I'm new to NIM and I want to find out if it fits my needs. I use Ubuntu-Linux and tried to cross-compile a gtk4-file for Windows (I followed the instructions from https://ssalewski.de/gtkprogramming.html and https://nim-lang.github.io/Nim/nimc.html#cross-compilation-for-windows). I installed libgtk-4-dev and
nimble install gintro
Then I compiled on Linux:
nim c example.nim
I get an executable file that works on Linux.
Then I tried to cross-compile the file:
nim c -d:mingw example.nim nim r -d:mingw --cpu:amd64 --eval:'import os; echo "a" / "b"'
If I run the file on Windows 7 I get the error "could not load libglib-2.0.so.0". Please can you give me some advice what to do?
If I run the file on Windows 7 I get the error "could not load libglib-2.0.so.0".
Seems to be obvious: A "nimble install gintro" behaves very different on Mac, Linux and Windows. One important point is, that on Windows dynamic libraries may have the extension dll, while on Linux extension is so.
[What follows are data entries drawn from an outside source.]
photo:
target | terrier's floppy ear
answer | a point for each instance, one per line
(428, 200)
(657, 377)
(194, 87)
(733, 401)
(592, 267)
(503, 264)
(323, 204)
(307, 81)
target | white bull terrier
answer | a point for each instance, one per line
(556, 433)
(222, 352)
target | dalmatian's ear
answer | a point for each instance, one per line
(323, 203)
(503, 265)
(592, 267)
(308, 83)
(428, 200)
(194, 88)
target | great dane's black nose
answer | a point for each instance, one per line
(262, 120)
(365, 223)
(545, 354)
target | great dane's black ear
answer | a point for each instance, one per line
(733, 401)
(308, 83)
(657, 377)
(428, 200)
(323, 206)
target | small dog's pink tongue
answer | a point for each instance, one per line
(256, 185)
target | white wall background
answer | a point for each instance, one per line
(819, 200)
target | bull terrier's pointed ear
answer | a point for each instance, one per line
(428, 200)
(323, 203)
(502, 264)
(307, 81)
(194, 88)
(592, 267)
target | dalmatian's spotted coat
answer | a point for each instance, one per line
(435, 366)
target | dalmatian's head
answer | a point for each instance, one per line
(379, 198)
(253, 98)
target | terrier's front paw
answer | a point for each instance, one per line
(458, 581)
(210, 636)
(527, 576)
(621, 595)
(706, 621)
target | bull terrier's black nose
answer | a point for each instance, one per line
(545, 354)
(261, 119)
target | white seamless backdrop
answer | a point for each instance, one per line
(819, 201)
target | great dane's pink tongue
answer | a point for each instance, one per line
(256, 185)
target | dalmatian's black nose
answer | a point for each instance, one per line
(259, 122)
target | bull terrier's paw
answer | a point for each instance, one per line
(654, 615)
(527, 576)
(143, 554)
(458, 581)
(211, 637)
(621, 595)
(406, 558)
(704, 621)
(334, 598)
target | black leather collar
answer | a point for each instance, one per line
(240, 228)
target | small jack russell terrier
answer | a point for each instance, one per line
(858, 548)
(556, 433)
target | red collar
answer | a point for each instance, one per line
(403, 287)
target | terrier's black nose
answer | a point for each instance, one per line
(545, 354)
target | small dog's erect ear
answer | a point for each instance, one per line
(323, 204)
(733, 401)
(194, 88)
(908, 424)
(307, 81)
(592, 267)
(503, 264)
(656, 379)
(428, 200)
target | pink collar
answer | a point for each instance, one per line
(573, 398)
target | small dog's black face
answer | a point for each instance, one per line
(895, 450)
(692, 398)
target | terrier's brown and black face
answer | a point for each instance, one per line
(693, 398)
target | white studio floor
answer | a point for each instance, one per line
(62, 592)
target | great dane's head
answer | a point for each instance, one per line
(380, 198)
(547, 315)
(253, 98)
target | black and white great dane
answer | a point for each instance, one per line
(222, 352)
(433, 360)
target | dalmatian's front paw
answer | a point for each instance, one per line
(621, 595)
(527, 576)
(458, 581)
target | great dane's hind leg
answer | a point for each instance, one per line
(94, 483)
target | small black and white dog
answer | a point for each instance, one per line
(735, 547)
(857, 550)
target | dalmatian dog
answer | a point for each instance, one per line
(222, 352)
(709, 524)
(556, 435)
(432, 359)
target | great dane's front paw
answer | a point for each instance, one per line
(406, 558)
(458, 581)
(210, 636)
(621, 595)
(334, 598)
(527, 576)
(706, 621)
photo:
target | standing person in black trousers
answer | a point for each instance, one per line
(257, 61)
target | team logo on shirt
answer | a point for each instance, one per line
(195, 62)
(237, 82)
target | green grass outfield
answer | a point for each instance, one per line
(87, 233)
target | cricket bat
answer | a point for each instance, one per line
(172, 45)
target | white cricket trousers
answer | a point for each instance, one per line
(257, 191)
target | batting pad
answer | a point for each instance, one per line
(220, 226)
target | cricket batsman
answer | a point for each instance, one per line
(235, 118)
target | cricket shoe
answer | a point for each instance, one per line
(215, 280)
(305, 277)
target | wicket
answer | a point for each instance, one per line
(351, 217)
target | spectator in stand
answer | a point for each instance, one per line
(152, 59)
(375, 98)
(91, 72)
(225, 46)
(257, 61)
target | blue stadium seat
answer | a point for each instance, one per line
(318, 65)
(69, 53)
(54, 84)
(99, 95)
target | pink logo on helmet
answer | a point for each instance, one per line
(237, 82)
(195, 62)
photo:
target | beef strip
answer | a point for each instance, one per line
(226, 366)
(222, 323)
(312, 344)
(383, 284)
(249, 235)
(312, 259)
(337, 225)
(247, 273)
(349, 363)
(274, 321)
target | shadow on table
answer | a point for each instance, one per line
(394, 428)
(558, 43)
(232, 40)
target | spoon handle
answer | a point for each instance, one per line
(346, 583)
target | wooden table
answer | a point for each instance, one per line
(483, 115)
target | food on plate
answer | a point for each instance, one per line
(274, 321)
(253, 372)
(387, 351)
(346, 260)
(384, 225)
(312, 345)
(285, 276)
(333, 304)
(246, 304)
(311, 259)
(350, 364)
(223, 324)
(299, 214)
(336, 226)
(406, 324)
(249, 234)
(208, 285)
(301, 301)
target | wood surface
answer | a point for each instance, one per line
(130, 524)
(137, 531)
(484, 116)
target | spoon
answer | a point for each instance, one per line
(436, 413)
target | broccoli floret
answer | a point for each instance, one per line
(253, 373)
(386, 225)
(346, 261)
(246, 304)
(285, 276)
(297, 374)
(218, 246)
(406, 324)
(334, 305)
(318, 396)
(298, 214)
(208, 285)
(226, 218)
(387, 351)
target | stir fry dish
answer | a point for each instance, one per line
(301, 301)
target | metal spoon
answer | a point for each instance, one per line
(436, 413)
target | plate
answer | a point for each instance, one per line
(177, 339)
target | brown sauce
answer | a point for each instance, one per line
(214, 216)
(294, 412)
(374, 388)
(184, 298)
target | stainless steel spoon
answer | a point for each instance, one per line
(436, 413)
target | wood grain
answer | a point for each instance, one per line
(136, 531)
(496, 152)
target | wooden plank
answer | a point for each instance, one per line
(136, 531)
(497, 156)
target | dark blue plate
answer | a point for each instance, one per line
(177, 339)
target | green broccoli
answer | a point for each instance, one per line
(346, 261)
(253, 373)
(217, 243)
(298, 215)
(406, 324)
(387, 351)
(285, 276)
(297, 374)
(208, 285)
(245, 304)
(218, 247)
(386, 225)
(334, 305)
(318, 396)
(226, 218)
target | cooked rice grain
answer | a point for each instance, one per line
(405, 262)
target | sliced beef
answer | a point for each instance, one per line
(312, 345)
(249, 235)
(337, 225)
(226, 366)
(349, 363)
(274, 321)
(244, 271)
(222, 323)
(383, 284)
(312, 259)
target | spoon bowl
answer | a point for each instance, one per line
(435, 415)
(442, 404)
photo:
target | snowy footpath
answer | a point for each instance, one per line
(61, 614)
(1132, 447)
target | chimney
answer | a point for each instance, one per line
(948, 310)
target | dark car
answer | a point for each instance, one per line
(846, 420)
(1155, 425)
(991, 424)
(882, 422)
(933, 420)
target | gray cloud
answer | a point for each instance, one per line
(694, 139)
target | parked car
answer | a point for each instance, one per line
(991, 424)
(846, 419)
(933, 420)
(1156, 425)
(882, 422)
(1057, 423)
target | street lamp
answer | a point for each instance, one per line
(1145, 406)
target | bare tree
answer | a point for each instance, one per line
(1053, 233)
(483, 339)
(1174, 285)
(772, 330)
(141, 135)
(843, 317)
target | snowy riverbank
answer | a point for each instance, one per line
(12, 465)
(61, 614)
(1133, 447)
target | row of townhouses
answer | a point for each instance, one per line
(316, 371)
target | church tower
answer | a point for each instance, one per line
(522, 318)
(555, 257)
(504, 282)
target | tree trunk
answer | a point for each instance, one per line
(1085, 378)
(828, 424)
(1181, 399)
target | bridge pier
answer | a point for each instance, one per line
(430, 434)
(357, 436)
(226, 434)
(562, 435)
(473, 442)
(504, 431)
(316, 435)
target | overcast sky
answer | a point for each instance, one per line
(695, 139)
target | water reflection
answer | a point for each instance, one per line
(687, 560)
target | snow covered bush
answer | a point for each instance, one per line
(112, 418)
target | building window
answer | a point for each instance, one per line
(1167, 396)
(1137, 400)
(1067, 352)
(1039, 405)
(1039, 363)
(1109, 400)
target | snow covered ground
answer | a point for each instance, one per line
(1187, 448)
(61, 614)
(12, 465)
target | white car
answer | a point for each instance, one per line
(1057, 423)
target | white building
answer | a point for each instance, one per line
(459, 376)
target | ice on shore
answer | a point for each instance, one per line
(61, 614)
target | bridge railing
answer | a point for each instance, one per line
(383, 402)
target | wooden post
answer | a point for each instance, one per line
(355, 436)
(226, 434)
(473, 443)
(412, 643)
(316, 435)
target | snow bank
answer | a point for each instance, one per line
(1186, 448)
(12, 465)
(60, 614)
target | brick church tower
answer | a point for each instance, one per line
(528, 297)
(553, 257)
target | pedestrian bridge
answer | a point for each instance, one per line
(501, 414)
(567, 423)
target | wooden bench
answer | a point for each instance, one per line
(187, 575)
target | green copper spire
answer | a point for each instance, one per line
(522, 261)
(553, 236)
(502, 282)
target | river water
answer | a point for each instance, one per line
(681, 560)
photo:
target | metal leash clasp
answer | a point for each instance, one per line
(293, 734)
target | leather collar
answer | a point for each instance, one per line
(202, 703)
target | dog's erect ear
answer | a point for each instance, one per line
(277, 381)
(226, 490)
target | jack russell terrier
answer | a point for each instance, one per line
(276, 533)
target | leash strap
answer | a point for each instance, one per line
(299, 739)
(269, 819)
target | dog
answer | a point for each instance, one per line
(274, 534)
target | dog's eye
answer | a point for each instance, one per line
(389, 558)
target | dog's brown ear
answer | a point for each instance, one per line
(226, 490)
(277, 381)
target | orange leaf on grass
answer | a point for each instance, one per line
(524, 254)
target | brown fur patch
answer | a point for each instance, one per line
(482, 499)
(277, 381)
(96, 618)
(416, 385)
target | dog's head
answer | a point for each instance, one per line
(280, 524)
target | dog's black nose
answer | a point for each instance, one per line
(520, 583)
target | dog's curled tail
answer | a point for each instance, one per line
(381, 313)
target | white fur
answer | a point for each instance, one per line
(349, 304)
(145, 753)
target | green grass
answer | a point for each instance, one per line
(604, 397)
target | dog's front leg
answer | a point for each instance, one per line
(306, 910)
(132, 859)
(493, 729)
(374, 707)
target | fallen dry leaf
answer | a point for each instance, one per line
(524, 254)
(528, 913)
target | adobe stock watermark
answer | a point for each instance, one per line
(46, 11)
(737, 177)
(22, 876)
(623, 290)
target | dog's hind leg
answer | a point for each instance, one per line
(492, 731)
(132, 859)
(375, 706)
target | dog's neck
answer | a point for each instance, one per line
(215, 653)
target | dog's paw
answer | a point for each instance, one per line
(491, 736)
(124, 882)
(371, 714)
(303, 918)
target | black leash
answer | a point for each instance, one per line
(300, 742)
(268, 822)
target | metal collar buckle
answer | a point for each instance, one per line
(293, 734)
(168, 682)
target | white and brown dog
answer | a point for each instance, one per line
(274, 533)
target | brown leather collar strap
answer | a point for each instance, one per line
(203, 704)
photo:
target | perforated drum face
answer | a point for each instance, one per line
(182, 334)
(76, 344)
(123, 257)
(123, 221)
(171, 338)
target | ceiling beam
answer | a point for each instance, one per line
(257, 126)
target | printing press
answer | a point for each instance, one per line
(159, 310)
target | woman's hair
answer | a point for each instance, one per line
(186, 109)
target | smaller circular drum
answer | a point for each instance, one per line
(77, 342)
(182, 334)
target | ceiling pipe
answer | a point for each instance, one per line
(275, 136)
But there may be more serious differences, and the wrapper modules are different for 32 and 64 bit OS. So cross-compile should be nearly impossible for gintro. Actually I am not even sure if gintro works with an 32-bit OS -- it should, but has never been tested, so some fixes may be necessary. You may get a Windows box, install gintro there, and create the executable there, after installing GTK. Some people have managed to do that, there may be more detailed references in the github issue tracker, the README or the GTK4 Nim book, I can not remember and can currently not find it. I will not further comment to this issue here, but if you really need more info, you may use the gintro issue tracker.
General advice: Just use one of the 20 other GUI toolkits. Learning GTK is very difficult, and Windows users do not like GTK that much.